Doctor of Philosophy (PhD)

Department

Nursing and Allied Health Professions

First Advisor

Kristy Chunta, Ph.D.

Second Advisor

Elizabeth Palmer, Ph.D.

Third Advisor

Teresa Shellenbarger, Ph.D.

Abstract

Changes in healthcare delivery, that are due in part to increased patient acuity and advances in technology, challenge nurse educators to prepare graduates that can practice in this complex environment. The use of simulation is one way nurse educators can meet this challenge. Although, simulation is not new in nursing education, it too has undergone changes due to technological advances making it more valuable than ever as a teaching tool for nurse educators. This has caused a rapid growth in the use of simulation in nursing programs. In order to effectively design and implement simulations, nurse educators need to understand the experience of simulation from the students' perspective. This study examines the student experience in simulation for baccalaureate nursing students. A descriptive phenomenological approach was utilized to gain rich descriptions of the students' experiences.
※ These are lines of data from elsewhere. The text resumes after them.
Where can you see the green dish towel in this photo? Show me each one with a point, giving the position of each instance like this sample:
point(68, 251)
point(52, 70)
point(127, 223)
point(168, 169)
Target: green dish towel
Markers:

A convenience sample of 15 baccalaureate nursing students who had participated in medium and/or high fidelity simulations, in the role of the primary nurse, at three universities in Pennsylvania was used. Five essential characteristics of the simulation experience were identified. Implications from this study may be used by nurse educators to assist in the design and implementation of learner centered simulation experiences.